151    Ten slotte moet worden opgemerkt dat de verwijzing door verzoekster naar de arresten van het Hof van 16 december 1975, Suiker Unie e.a./Commissie (40/73–48/73, 50/73, 54/73–56/73, 111/73, 113/73 en 114/73, Jurispr. blz. 1663, punten 541 en 542), en 12 juli 1979, BMW Belgium e.a./Commissie (32/78, 36/78–82/78, Jurispr. blz. 2435), die zouden aantonen dat een exclusieve distributieverhouding geen aanwijzing is dat beide entiteiten deel uitmaken van één onderneming, niet van belang is, aangezien het bij deze arresten om een andere juridische problematiek ging en de feitelijke context ervan anders was dan die van de onderhavige zaak. Het reeds aangehaalde arrest Suiker Unie e.a./Commissie heeft betrekking op de toepassing van artikel 81 EG op overeenkomsten tussen handelsvertegenwoordigers en opdrachtgevers. Het reeds aangehaalde arrest BMW Belgium e.a./Commissie heeft betrekking op de rechtstreekse aansprakelijkheid gelet op een door de Commissie aan distributeurs van auto’s opgelegde boete omdat zij een exportverbod zijn overeengekomen. Bij geen van deze uitspraken heeft de rechter moeten onderzoeken en beslissen of aan de voorwaarden voor toerekening aan een onderneming van een inbreuk die door een andere onderneming is gepleegd, was voldaan.

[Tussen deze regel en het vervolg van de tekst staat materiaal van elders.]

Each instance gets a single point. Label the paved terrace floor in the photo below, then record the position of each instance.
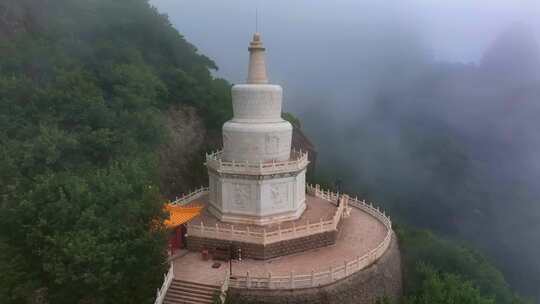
(316, 209)
(359, 234)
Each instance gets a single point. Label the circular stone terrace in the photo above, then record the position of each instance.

–       De door Del Monte verkregen informatie

152    De Commissie betoogt dat Del Monte, behalve de informatie die op grond van artikel 7, lid 4, van de vennotenovereenkomst en artikel 4 van de distributieovereenkomst aan haar moest worden verstrekt, Weichert bij een aan D. W. gericht faxbericht van 5 mei 2000 heeft verzocht om haar iedere week, maandag of uiterlijk dinsdag, in een opmaak zoals was bijgevoegd, een rapport toe te sturen met informatie over Duitsland, Oostenrijk, de Benelux-landen, Scandinavië en landen buiten de Unie. Weichert heeft de Commissie deze fax toegestuurd alsook kopieën van de aan Del Monte verstrekte rapporten over de situatie op de bananenmarkt van „week 18” van het jaar 2000 tot „week 3” van 2002 (punt 392 van de bestreden beschikking). In deze rapporten stonden twee kolommen voor twee opeenvolgende weken met voor de vorige week de informatie over de betreffende hoeveelheden, de officiële prijzen en de reële prijzen voor Del Monte, Dole, Chiquita en de „anderen”, en wel voor alle betrokken geografische markten. Dezelfde informatie stond in de tabel van de huidige week met als enig verschil dat hierin een „poging tot vaststelling van een reële nettoprijs” in plaats van een reële nettoprijs werd genoemd. Behalve deze cijfergegevens stond in deze rapporten een rubriek waarin Weichert commentaar kon geven op de stand van zaken van iedere markt.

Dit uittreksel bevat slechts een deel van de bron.